Fig. 1. Outline of the method. STEP 1) The encoder network learns a non-linear function to project the high dimensional segmentations to a low-dimensional latent space, which contains a compressed representation of the input. Each latent dimension is forced to be normally distributed with mean μ and standard deviation σ. A decoder network is then used to reconstruct the input segmentation from a low-dimensional vector z sampled from the learnt latent distribution (training) or the μ vector (testing). STEP 2) The latent representation of a set of segmentations is then used as input to a random forest classifier.

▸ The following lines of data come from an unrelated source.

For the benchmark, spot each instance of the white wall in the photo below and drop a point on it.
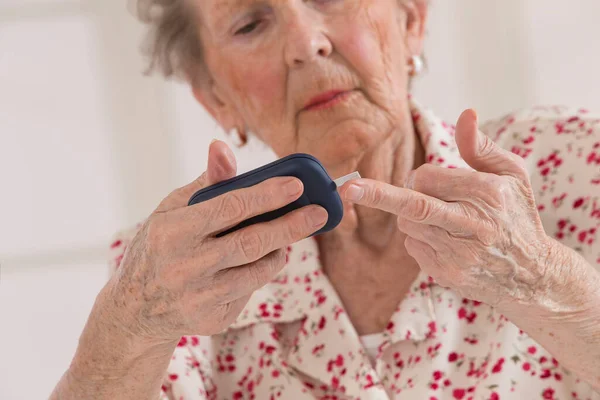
(88, 145)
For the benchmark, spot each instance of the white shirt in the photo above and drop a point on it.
(294, 341)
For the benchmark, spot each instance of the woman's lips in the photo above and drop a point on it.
(327, 100)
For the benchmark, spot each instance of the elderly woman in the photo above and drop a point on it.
(461, 270)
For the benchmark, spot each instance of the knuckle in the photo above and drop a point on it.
(487, 147)
(252, 245)
(378, 196)
(157, 236)
(279, 259)
(233, 207)
(258, 276)
(422, 209)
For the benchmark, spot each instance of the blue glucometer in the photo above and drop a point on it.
(319, 189)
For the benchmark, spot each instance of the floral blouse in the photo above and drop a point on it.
(293, 340)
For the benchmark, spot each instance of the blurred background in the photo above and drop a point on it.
(90, 146)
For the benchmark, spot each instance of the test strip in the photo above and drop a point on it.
(341, 180)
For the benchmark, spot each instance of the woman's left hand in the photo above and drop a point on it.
(478, 232)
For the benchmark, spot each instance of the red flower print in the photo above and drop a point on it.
(545, 374)
(498, 366)
(548, 394)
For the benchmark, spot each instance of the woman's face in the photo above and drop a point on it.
(325, 77)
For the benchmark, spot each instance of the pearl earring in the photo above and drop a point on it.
(415, 65)
(240, 137)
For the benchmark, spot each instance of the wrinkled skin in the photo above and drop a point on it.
(264, 60)
(478, 231)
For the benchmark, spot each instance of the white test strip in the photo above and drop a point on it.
(341, 180)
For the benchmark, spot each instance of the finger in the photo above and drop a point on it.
(255, 241)
(235, 283)
(221, 166)
(349, 222)
(481, 153)
(453, 185)
(427, 258)
(228, 210)
(406, 203)
(434, 236)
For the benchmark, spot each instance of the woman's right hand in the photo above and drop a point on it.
(176, 278)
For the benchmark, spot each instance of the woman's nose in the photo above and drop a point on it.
(305, 41)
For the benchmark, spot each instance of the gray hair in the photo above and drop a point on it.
(172, 45)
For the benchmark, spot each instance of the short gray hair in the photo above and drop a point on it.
(172, 44)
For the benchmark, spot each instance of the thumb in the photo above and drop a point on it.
(221, 166)
(481, 153)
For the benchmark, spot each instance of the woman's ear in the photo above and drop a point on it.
(416, 24)
(210, 97)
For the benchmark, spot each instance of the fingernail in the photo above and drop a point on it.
(355, 193)
(318, 216)
(410, 181)
(292, 187)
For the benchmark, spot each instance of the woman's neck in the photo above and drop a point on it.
(364, 258)
(390, 162)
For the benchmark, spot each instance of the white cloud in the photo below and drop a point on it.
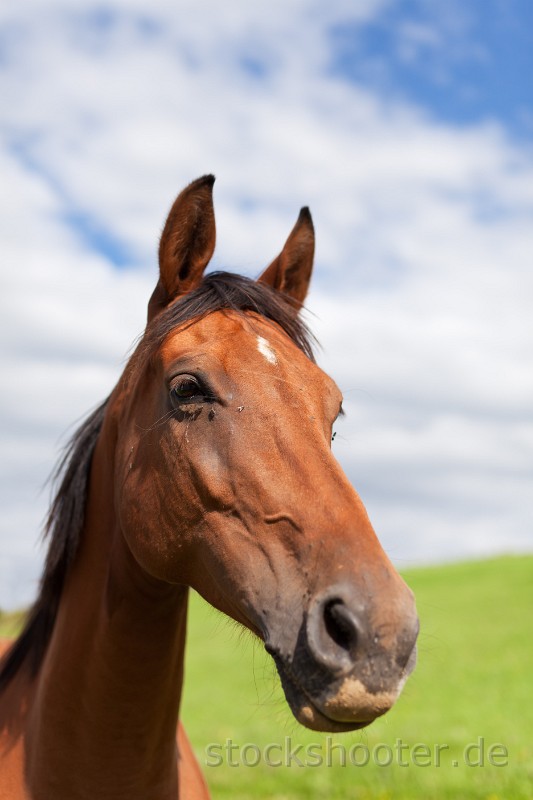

Fig. 2. Training and testing datasets. Training set: 1,912 healthy volunteers volunteers (HVol), left ventricular segmentations obtained from high resolution MR images at end-diastole of the UKDH dataset. Testing set: manually annotated low resolution MR images from the ACDC dataset of 60 subjects (20 healthy, 20 hypertrophic cardiomyopathy patients, HCM, 20 dilated cardiomyopathy, DCM, subjects).

Fig. 3. Latent space visualization by t-SNE. The 64-dimensional representation of the ACDC segmentations was further reduced to 2 dimensions using tSNE. Each point represents the projection of a testing segmentation into this bi-dimensional space. The obtained result shows how this representation clearly separated the DCM shapes, while there are still difficulties in clustering HCM and HVols.

Fig. 4. Visualization of the three most informative remodelling patterns for classification. The effect of the three most relevant latent variables in the prediction task were visualised on the mean template segmentation. For visualisation purposed the segmentation were perturbed between mean–5σ and mean+5σ. The first and last columns show the deformed segmentation overlaid to the template. All the three modes reflect mainly changes in shape and volume of the blood pool.